The competition extends to country awards shows, though Chesney is disappointed that Tim McGraw — who with wife Faith Hill headlined the highest-grossing country music tour in North America — is not nominated along with him in the CMA's entertainer category.

"Tim has a lot of passionate fans out there, and I'm one of them," Chesney said. "And what he and Faith have done in the last two years is as historic as anybody's touring, and, to be honest, more historic than some people that are nominated. He can't come to The Tennessean and say that, but I can. If I had the career he had and wasn't nominated, it would bother me."

Losing that category has bothered Chesney before, and he worries enough about his legacy to hope to win a few more entertainer crowns in order to be name-checked along with Alabama and Garth Brooks as a dominant performer in his era.

"I'd love to win it three more times, but the odds of me keeping the pedal down that long aren't good," he said.

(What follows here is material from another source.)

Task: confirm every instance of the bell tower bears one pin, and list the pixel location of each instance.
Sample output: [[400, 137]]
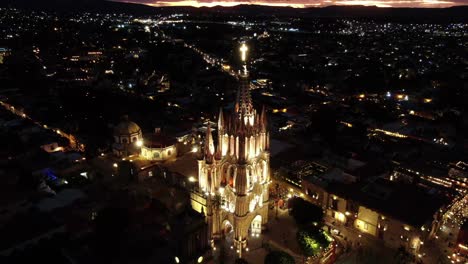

"The search for balance is going to come with a price. This year, we had a hell of a year and I think we deserve it and I want to win it, but if I don't it's not going to change my enthusiasm, or my fans' enthusiasm. The awards don't fuel me."

What fuels him are the miles he's traveled to find his own historically significant place in music. Kenny Chesney turns 40 next March, and there's not a club in Brownsville big enough to hold the party.